SAN FRANCISCO (CN) - San Francisco is trying to use landlords to fix its affordable housing problem, the lead attorney challenging the city's rent ordinance as unconstitutional said outside the city's Federal Courthouse on Monday.
"It's everyone's job to fund the affordable housing programs in this city and not foist it on the backs of property owners," J. David Breemer said.
His clients are Daniel and Maria Levin, a couple who, under a law allowing them to get out of the rental business, must pay their tenant $117,000 to move out of the two-unit building they bought in 2008.
The Levins say they never wanted to be landlords and immediately informed the woman, who had been living in the first-floor unit since 1988, that they planned to remodel the building and use both units themselves.
The Levins moved into the one-bedroom top floor unit, and after the tenant protested their attempts to remodel, the Levins decided to take the ground-floor apartment off the rental market, through the 1985 Ellis Act, which allows landlords to evict tenants if the landlord wants to get out of the rental business.
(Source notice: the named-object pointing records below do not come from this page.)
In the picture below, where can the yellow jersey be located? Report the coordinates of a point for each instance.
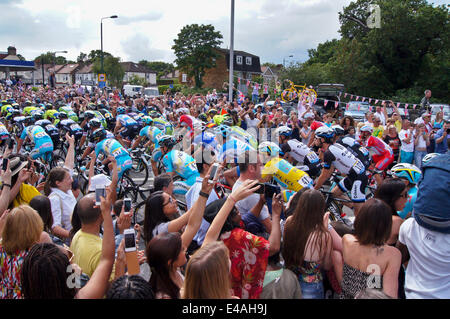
(286, 175)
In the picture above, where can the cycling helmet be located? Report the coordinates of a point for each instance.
(227, 120)
(366, 128)
(147, 120)
(203, 117)
(408, 171)
(62, 116)
(95, 123)
(212, 112)
(89, 114)
(284, 130)
(98, 135)
(154, 114)
(167, 141)
(269, 148)
(326, 133)
(37, 115)
(339, 130)
(428, 157)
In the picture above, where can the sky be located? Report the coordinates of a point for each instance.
(145, 30)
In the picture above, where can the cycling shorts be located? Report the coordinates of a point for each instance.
(382, 162)
(124, 163)
(356, 186)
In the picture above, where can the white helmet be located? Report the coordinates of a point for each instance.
(284, 130)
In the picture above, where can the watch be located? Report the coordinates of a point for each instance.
(204, 194)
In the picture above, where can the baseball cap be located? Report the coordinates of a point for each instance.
(99, 180)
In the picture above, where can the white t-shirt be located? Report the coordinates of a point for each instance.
(406, 147)
(428, 271)
(246, 205)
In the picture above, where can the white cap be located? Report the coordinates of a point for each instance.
(100, 180)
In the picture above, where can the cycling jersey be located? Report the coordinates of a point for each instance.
(344, 161)
(110, 146)
(126, 121)
(304, 156)
(246, 136)
(383, 155)
(182, 164)
(42, 141)
(232, 149)
(356, 149)
(152, 133)
(286, 175)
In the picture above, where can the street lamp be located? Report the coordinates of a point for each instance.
(284, 60)
(101, 36)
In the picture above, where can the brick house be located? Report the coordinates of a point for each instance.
(246, 66)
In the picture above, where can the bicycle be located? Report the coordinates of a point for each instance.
(307, 95)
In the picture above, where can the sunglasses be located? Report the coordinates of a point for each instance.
(170, 201)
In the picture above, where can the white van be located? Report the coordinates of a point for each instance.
(132, 90)
(151, 92)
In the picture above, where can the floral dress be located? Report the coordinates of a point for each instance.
(248, 254)
(10, 266)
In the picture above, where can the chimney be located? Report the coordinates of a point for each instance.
(12, 50)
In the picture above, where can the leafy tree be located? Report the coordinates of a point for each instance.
(195, 50)
(113, 69)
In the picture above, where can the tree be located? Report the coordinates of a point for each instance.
(113, 70)
(195, 50)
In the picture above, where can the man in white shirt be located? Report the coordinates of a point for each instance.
(250, 166)
(407, 139)
(192, 196)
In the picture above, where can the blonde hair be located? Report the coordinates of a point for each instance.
(23, 228)
(208, 273)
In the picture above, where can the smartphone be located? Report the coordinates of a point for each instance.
(99, 191)
(127, 205)
(131, 252)
(270, 189)
(260, 190)
(214, 172)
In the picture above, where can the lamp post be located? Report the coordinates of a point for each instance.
(230, 89)
(101, 37)
(284, 60)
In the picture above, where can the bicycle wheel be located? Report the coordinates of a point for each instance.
(139, 171)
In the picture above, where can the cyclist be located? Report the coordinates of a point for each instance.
(410, 174)
(126, 129)
(382, 157)
(336, 156)
(178, 163)
(110, 146)
(43, 143)
(298, 151)
(352, 146)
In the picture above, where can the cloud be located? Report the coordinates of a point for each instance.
(138, 47)
(152, 16)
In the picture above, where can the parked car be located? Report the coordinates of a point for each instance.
(357, 110)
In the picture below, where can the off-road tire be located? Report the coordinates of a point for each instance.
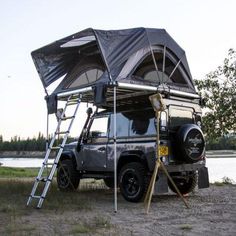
(133, 181)
(109, 182)
(190, 143)
(67, 177)
(185, 184)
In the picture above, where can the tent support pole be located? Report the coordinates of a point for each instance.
(47, 138)
(115, 154)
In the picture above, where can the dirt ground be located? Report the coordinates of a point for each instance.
(90, 212)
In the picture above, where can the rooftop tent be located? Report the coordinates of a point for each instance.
(98, 58)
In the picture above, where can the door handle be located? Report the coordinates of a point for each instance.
(102, 149)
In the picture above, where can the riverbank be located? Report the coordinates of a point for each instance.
(22, 154)
(39, 154)
(89, 211)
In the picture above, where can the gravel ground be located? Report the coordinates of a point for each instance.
(212, 212)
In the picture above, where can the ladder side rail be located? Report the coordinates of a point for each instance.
(53, 169)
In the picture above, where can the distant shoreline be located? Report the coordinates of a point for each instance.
(39, 154)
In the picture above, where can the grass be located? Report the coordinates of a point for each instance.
(9, 172)
(16, 218)
(225, 181)
(186, 227)
(96, 224)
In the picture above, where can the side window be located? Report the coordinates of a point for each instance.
(122, 125)
(99, 127)
(180, 116)
(142, 123)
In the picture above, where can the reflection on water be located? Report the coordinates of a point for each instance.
(221, 167)
(21, 162)
(217, 167)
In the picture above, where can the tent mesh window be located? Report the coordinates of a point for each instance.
(147, 70)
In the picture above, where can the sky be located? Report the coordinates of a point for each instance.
(205, 29)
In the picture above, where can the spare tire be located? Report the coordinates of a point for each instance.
(191, 143)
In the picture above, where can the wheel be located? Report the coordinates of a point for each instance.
(67, 177)
(190, 143)
(185, 183)
(133, 181)
(109, 182)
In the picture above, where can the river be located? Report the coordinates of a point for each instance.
(218, 167)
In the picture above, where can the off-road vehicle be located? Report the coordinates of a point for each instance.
(181, 141)
(117, 71)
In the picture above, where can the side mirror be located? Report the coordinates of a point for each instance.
(202, 102)
(89, 111)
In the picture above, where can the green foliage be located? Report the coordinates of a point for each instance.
(218, 88)
(222, 143)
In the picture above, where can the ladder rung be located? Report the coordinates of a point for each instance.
(62, 132)
(56, 148)
(67, 118)
(47, 164)
(71, 103)
(43, 179)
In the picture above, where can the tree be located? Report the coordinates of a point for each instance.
(218, 89)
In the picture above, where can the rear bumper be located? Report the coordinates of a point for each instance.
(161, 186)
(185, 167)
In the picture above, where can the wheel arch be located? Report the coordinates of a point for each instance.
(69, 155)
(131, 156)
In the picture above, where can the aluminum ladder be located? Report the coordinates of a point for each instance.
(58, 148)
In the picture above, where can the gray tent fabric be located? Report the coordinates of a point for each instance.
(111, 48)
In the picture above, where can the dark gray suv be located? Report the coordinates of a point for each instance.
(182, 150)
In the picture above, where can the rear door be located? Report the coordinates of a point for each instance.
(94, 152)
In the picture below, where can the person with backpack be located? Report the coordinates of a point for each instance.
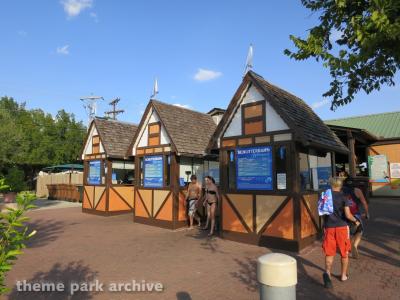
(358, 203)
(335, 208)
(193, 195)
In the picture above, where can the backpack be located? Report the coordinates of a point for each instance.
(325, 203)
(353, 199)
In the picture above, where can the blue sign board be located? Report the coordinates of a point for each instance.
(94, 172)
(324, 173)
(153, 171)
(254, 168)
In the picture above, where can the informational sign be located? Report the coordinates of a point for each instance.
(94, 172)
(395, 170)
(305, 179)
(254, 168)
(281, 181)
(153, 171)
(324, 173)
(378, 168)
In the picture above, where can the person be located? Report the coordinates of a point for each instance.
(211, 199)
(356, 196)
(192, 197)
(336, 232)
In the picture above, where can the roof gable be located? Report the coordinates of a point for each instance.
(299, 117)
(384, 125)
(189, 131)
(115, 136)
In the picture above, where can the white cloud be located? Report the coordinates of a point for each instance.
(335, 35)
(74, 7)
(22, 33)
(182, 105)
(64, 50)
(204, 75)
(319, 104)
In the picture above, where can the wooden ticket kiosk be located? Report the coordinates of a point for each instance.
(169, 145)
(275, 156)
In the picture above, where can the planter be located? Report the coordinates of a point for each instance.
(10, 197)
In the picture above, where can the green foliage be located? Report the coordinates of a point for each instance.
(15, 179)
(31, 139)
(13, 234)
(358, 40)
(3, 186)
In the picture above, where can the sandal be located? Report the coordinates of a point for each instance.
(327, 281)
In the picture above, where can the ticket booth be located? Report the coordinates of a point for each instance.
(169, 146)
(109, 174)
(275, 156)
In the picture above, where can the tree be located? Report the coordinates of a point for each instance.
(32, 139)
(13, 234)
(358, 40)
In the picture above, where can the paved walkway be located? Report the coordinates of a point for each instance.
(72, 246)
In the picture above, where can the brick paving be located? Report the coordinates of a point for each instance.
(72, 246)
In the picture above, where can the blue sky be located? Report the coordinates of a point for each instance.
(54, 52)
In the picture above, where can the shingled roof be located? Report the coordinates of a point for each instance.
(190, 131)
(307, 126)
(115, 136)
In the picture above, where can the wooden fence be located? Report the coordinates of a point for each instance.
(58, 182)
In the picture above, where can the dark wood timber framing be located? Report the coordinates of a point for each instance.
(115, 137)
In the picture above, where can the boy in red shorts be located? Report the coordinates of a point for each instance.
(336, 232)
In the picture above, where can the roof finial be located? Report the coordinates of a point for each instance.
(249, 60)
(155, 89)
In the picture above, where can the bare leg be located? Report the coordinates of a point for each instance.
(208, 216)
(345, 268)
(191, 221)
(212, 216)
(328, 264)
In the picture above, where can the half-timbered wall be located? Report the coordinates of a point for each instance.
(88, 150)
(143, 141)
(273, 122)
(106, 198)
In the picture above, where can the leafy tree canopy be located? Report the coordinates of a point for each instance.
(358, 40)
(33, 138)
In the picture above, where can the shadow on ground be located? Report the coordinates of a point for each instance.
(47, 232)
(73, 272)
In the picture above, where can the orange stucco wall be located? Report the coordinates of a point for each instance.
(392, 152)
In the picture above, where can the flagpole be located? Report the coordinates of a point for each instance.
(249, 60)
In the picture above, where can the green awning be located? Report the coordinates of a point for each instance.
(62, 168)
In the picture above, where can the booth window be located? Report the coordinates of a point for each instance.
(231, 170)
(154, 134)
(123, 172)
(315, 171)
(141, 173)
(281, 167)
(253, 118)
(95, 172)
(95, 144)
(191, 166)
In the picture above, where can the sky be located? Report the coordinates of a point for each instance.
(52, 53)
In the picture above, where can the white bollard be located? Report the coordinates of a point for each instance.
(277, 275)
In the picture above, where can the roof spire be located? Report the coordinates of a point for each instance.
(249, 60)
(155, 89)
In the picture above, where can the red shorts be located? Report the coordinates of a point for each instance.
(337, 237)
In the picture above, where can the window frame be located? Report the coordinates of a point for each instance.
(134, 173)
(274, 145)
(154, 135)
(250, 120)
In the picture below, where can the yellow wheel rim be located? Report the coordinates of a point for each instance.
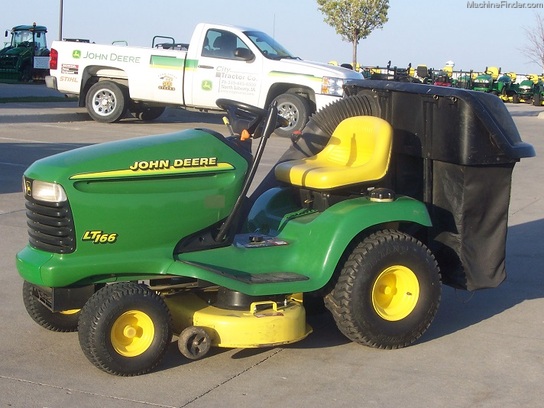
(395, 293)
(132, 333)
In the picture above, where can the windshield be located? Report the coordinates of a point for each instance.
(268, 46)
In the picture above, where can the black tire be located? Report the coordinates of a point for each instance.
(150, 113)
(364, 301)
(124, 329)
(107, 101)
(194, 343)
(295, 109)
(55, 321)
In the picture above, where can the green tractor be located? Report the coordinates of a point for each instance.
(487, 81)
(372, 208)
(26, 56)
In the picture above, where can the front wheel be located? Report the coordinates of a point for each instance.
(107, 101)
(388, 291)
(295, 109)
(124, 329)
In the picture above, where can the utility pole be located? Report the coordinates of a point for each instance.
(60, 19)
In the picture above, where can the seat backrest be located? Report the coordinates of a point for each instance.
(361, 141)
(358, 151)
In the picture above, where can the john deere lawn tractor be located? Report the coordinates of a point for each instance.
(384, 196)
(487, 81)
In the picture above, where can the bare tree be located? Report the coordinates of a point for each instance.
(354, 20)
(534, 50)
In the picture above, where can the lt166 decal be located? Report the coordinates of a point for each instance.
(99, 237)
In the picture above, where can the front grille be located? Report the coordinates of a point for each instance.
(50, 226)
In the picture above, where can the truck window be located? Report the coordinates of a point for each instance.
(221, 44)
(268, 46)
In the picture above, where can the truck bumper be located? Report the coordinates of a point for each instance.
(51, 82)
(323, 100)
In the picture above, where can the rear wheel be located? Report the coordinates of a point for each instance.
(388, 291)
(295, 109)
(65, 321)
(107, 101)
(124, 329)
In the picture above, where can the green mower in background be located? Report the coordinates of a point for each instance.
(385, 195)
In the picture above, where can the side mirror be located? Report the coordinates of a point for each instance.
(244, 54)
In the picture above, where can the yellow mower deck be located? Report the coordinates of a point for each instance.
(263, 324)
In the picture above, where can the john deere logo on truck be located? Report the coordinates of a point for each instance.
(99, 237)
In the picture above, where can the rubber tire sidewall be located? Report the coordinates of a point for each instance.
(104, 308)
(302, 108)
(351, 300)
(120, 93)
(49, 320)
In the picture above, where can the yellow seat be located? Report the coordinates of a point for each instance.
(358, 151)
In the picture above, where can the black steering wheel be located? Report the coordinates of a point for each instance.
(244, 116)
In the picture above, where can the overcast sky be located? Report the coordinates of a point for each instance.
(431, 32)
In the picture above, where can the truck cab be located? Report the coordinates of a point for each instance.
(220, 61)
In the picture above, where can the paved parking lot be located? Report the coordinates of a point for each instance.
(484, 349)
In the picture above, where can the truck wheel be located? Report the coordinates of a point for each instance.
(295, 109)
(124, 329)
(66, 321)
(106, 101)
(150, 113)
(388, 291)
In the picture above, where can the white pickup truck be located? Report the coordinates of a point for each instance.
(220, 62)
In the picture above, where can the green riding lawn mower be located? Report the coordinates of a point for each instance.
(385, 195)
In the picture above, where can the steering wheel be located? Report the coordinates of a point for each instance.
(242, 115)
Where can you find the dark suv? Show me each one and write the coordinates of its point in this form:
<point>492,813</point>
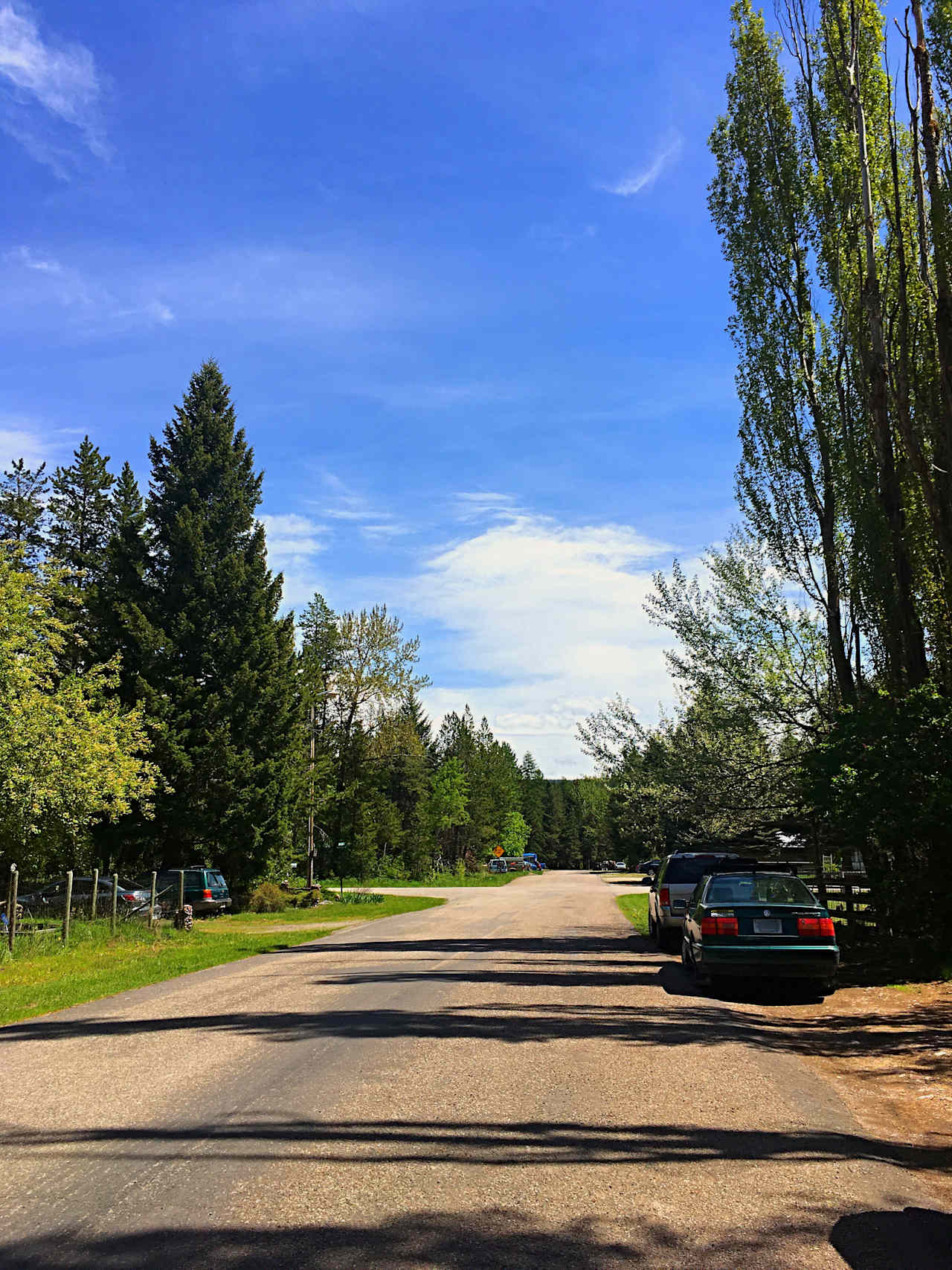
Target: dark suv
<point>206,891</point>
<point>672,889</point>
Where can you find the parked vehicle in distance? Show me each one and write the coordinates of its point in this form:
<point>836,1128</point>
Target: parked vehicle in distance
<point>765,925</point>
<point>206,891</point>
<point>132,899</point>
<point>672,889</point>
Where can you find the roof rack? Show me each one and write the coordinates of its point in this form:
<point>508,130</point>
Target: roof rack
<point>754,867</point>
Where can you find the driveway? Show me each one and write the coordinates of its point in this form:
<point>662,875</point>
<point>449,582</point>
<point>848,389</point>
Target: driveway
<point>509,1081</point>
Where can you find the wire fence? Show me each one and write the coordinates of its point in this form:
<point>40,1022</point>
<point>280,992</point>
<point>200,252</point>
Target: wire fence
<point>50,907</point>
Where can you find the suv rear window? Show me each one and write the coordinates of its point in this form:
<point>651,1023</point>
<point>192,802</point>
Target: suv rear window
<point>682,869</point>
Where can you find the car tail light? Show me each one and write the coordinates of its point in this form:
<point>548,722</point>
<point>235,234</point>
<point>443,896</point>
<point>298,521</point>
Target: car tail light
<point>815,929</point>
<point>718,923</point>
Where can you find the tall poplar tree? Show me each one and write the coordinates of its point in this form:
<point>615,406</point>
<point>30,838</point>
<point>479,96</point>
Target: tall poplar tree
<point>220,680</point>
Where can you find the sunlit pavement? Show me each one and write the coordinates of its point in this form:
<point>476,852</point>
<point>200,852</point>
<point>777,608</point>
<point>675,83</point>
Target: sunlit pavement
<point>513,1080</point>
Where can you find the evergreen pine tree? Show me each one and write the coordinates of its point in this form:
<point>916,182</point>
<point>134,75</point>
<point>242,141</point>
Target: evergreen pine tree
<point>80,512</point>
<point>418,718</point>
<point>118,621</point>
<point>532,797</point>
<point>79,533</point>
<point>221,677</point>
<point>23,508</point>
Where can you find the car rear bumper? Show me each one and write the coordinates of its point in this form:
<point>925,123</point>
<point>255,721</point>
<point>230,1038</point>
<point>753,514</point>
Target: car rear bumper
<point>779,962</point>
<point>670,921</point>
<point>208,905</point>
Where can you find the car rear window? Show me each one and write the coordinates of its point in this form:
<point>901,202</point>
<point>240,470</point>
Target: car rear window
<point>688,867</point>
<point>758,889</point>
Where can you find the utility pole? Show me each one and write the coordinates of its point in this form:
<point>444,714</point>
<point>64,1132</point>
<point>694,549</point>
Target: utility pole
<point>310,806</point>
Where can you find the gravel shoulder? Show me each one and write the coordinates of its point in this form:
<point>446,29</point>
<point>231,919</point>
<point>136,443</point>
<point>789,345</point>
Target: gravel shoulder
<point>509,1081</point>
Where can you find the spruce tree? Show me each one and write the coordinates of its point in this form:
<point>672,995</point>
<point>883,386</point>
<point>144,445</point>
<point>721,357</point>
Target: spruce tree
<point>414,713</point>
<point>23,510</point>
<point>79,533</point>
<point>79,512</point>
<point>120,626</point>
<point>532,793</point>
<point>220,680</point>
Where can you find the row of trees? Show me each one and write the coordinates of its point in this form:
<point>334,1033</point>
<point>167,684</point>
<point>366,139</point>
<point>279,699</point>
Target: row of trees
<point>156,708</point>
<point>815,654</point>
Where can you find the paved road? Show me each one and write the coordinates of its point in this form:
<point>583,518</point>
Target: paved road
<point>510,1081</point>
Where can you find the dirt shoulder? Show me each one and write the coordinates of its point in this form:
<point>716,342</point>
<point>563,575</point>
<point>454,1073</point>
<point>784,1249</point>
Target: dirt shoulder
<point>889,1052</point>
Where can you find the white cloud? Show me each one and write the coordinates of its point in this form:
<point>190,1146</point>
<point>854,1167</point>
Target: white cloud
<point>547,621</point>
<point>25,257</point>
<point>645,177</point>
<point>292,539</point>
<point>19,440</point>
<point>50,86</point>
<point>480,504</point>
<point>33,281</point>
<point>294,542</point>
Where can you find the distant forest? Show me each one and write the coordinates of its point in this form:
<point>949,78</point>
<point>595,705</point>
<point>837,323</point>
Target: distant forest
<point>158,709</point>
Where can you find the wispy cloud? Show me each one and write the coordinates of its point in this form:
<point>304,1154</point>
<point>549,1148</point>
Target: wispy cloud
<point>294,544</point>
<point>21,440</point>
<point>434,397</point>
<point>547,623</point>
<point>33,281</point>
<point>558,238</point>
<point>645,177</point>
<point>52,93</point>
<point>485,504</point>
<point>41,264</point>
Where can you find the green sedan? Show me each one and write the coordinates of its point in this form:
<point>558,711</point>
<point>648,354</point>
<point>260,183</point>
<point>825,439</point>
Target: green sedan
<point>759,925</point>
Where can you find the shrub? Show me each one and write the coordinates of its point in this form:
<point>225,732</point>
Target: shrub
<point>267,898</point>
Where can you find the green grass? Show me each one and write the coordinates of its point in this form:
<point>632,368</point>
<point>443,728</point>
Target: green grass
<point>43,975</point>
<point>440,880</point>
<point>334,912</point>
<point>635,908</point>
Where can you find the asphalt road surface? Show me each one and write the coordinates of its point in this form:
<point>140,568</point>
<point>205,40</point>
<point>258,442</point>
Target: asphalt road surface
<point>509,1081</point>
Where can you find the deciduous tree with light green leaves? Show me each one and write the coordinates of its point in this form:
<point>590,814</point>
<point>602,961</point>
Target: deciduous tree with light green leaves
<point>70,754</point>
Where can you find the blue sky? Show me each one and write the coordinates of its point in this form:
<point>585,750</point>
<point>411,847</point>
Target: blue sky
<point>456,263</point>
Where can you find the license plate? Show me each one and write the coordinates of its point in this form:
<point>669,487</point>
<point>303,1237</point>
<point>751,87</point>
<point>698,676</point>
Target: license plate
<point>768,926</point>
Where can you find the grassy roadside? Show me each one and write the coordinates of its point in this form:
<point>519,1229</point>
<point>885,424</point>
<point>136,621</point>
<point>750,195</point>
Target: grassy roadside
<point>440,880</point>
<point>635,908</point>
<point>97,964</point>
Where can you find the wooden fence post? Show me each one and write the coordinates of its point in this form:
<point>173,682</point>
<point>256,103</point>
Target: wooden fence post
<point>849,903</point>
<point>66,910</point>
<point>12,907</point>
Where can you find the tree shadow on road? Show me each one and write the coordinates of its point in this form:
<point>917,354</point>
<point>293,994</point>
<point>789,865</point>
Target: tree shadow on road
<point>494,1239</point>
<point>474,1142</point>
<point>912,1239</point>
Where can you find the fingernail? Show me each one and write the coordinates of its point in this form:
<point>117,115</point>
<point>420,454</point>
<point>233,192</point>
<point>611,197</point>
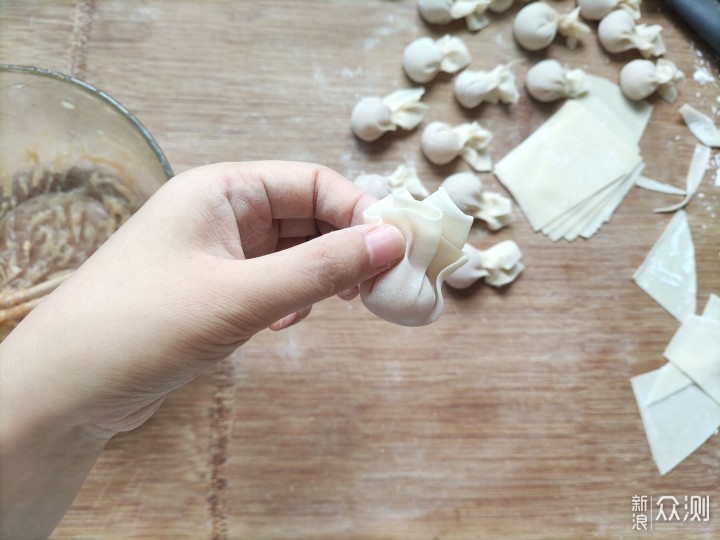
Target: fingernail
<point>283,323</point>
<point>386,244</point>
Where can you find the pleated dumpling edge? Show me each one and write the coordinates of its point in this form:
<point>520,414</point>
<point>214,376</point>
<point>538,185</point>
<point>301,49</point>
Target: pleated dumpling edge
<point>435,230</point>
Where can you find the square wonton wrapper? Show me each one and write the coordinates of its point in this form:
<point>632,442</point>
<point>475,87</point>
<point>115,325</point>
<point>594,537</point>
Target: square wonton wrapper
<point>679,424</point>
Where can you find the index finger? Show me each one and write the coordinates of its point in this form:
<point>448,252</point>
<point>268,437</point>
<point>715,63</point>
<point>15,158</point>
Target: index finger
<point>293,190</point>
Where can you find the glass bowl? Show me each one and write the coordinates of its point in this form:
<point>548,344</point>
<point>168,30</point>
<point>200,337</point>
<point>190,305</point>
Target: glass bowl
<point>74,165</point>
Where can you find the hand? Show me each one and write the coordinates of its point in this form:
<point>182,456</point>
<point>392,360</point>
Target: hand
<point>216,255</point>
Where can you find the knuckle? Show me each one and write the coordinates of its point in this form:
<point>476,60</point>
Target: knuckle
<point>330,269</point>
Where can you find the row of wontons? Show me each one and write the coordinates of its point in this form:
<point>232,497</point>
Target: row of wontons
<point>535,27</point>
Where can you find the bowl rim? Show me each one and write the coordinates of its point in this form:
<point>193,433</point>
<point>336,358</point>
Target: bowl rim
<point>104,96</point>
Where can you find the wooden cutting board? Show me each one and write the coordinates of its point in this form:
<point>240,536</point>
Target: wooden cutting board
<point>512,416</point>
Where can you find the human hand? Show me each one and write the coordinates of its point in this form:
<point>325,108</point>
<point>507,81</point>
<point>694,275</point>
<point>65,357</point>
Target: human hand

The Levins claim they paid the tenant, Thina Holman, $8,000 under old tenant payment laws.
But under a San Francisco ordinance that took effect in June, now they must pay her the difference between her old rent of $2,479 a month and the price of comparable housing in the city for two years.
Co-plaintiffs in Levin's case include Park Lane Associates, which owns a 33-unit building, the San Francisco Apartment Association, and the Coalition for Better Housing.
Park Lane claims it will have to pay the tenants of 15 of its units more than $1.4 million.
As the trial began Monday, U.S. District Judge Charles Breyer said he wanted additional briefing from the city on whether its goal in enacting the ordinance of helping renters find housing in an increasingly expensive market justifies the means in requiring landlords to pay tenants massive amounts to vacate their property.
Breyer said the Nollan-Dolan test is central to the case, and that the city has not addressed its merits, calling the test, "a serious challenge to the ordinance."
Under Nollan-Dolan, to survive a challenge under the Takings Clause, the ordinance must have an essential nexus to a legitimate public interest and be roughly proportionate to its impact.
Breemer said: "The specific legal question has to deal with this means-end question. Assuming it advances a legitimate purpose, are the means appropriately tailored to the end?"
Arguing before Judge Breyer on Monday, City Attorney Christine Van Aken said the ordinance is helping to mitigate the loss of rent control on tenants, a direct impact of the Ellis Act.
"When a landlord evicts a tenant, he or she is removing from that tenant the protection of rent control. The landlord is exposing those tenants to market rates. San Francisco has said to landlord you must at least mitigate two years of that impact," Van Aken said.
Breemer countered: "The only direct impact is the tenant must find another place to live."
Breyer said: "They're saying more than that; they're saying the tenants are losing rent control. The tenant loses the protection of rent control."